Northern Lanzarote has a slightly different landscape than that of it’s southern sister (where we were staying). There is just a little more green to be seen in this area which makes it feel just a bit more tropical. The weather is a little breezier and cooler than that of the south as well. We made our way up to the top of Lanzarote to see a few of the sites we had heard about. One of them is Jameos del Agua, yet another visitors landmark designed by Cesar Manrique.
Manrique had an amazing knack for taking what nature had already given us and just softening it up a bit for those to view. The Jameos del Agua is part of a tube of lava caves that had collapsed and is now a restaurant, night club and concert hall. When I look at what this place must have looked like before Manrique put his magic touch it, his visionary ability just amazes me even more. How do you look at a collapsed cave and create this amazingly beautiful place from it?

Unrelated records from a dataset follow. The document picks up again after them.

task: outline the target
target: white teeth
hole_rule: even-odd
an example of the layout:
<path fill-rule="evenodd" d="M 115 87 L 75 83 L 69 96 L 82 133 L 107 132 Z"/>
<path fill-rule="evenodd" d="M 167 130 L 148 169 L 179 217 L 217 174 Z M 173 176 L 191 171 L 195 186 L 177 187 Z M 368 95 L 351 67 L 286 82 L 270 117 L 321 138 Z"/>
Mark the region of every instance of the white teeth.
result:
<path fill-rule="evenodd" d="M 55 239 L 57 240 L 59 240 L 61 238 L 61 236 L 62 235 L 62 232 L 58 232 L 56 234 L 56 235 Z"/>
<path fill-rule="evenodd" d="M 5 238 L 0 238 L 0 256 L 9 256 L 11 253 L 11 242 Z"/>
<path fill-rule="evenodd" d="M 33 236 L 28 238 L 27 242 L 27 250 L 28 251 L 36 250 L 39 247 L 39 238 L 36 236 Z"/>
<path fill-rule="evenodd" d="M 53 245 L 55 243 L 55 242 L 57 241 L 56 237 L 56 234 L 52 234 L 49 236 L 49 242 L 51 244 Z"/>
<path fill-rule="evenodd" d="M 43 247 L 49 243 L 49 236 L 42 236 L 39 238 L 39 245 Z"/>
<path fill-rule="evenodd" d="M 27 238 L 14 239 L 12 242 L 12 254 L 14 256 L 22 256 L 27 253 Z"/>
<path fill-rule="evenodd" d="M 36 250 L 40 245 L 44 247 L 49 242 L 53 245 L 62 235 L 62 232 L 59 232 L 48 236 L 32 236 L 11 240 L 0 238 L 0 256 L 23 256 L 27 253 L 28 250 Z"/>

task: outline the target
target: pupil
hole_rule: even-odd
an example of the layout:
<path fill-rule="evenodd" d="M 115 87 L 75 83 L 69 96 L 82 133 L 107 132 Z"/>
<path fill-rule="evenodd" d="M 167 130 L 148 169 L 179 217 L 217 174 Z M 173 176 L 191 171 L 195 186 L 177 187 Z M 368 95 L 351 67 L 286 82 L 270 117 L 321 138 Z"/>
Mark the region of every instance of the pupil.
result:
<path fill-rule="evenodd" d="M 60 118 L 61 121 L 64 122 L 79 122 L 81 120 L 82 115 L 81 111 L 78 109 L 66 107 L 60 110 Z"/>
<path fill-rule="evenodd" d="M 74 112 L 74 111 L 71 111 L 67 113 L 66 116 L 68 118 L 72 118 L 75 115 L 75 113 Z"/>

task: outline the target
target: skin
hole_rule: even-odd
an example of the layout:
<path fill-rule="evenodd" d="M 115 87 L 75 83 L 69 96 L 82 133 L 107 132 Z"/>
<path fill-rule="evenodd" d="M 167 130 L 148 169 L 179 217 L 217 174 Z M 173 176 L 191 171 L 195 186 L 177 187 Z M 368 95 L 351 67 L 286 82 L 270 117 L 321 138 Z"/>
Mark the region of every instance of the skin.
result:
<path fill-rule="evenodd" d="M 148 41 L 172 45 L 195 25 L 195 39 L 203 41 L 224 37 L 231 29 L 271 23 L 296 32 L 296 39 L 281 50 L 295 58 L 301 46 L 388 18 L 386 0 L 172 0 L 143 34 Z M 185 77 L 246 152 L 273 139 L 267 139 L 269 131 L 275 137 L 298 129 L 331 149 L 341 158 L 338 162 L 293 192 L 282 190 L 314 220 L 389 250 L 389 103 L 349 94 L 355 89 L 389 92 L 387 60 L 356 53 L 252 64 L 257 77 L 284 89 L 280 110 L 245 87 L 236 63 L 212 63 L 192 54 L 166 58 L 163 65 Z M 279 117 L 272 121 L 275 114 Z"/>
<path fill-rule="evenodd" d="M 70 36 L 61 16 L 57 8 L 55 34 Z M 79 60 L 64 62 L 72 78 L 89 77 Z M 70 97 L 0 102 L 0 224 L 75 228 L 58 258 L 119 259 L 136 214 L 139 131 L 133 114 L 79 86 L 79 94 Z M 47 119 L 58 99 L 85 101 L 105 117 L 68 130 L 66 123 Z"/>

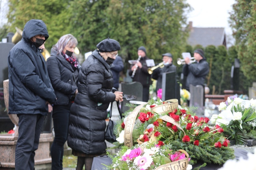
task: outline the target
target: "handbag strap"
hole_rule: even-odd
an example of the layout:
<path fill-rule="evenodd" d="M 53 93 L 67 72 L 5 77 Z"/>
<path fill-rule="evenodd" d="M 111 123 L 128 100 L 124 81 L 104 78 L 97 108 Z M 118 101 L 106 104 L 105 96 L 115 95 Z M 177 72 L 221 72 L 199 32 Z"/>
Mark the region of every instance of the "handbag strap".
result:
<path fill-rule="evenodd" d="M 117 109 L 118 109 L 118 112 L 119 112 L 119 115 L 120 115 L 121 119 L 123 118 L 123 116 L 122 114 L 120 111 L 120 108 L 119 107 L 119 101 L 116 102 L 116 104 L 117 105 Z M 109 120 L 111 119 L 111 118 L 112 117 L 112 107 L 113 106 L 113 102 L 111 102 L 111 105 L 110 106 L 110 110 L 109 111 Z"/>

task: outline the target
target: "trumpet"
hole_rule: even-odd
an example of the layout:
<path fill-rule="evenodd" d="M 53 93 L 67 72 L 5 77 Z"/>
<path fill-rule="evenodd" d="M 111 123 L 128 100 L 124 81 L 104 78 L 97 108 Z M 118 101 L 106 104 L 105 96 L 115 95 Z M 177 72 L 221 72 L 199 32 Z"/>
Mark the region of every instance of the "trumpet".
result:
<path fill-rule="evenodd" d="M 136 64 L 135 64 L 135 67 L 136 68 L 133 70 L 133 71 L 132 72 L 132 74 L 131 75 L 131 77 L 132 78 L 133 78 L 134 77 L 134 75 L 135 75 L 135 73 L 136 72 L 136 70 L 137 70 L 137 69 L 138 68 L 138 63 L 140 61 L 140 58 L 141 58 L 141 56 L 140 55 L 139 56 L 139 58 L 137 60 L 137 61 L 136 62 Z"/>
<path fill-rule="evenodd" d="M 158 67 L 162 68 L 163 67 L 165 67 L 165 65 L 163 65 L 164 63 L 165 62 L 163 62 L 159 63 L 157 66 L 152 67 L 151 68 L 148 68 L 147 72 L 148 73 L 148 74 L 152 74 L 152 73 L 153 73 L 153 71 Z"/>
<path fill-rule="evenodd" d="M 190 58 L 190 63 L 194 63 L 196 62 L 196 60 L 195 60 L 195 58 L 194 57 L 191 57 Z M 177 64 L 178 64 L 178 65 L 180 65 L 181 64 L 184 65 L 186 64 L 186 63 L 185 63 L 185 60 L 182 59 L 180 58 L 178 58 L 177 59 Z"/>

It’s awe inspiring… just wait til you see the pictures of his house which will come up later!
The Jameos del Agua consist of two james (roofless caves formed when the rock covering the volcanic tube collapses) connected by a tunnel with an underwater lagoon. The tunnel is part of a 5000 year old volcanic tube (amazing that it’s still there – something to be said about the longevity of nature when it’s taken care of!). The lagoon is actually home to blind, albino crustaceans, jameitos, which are only found on this island. They are also Manrique’s inspiration for the logo for the James del Agua.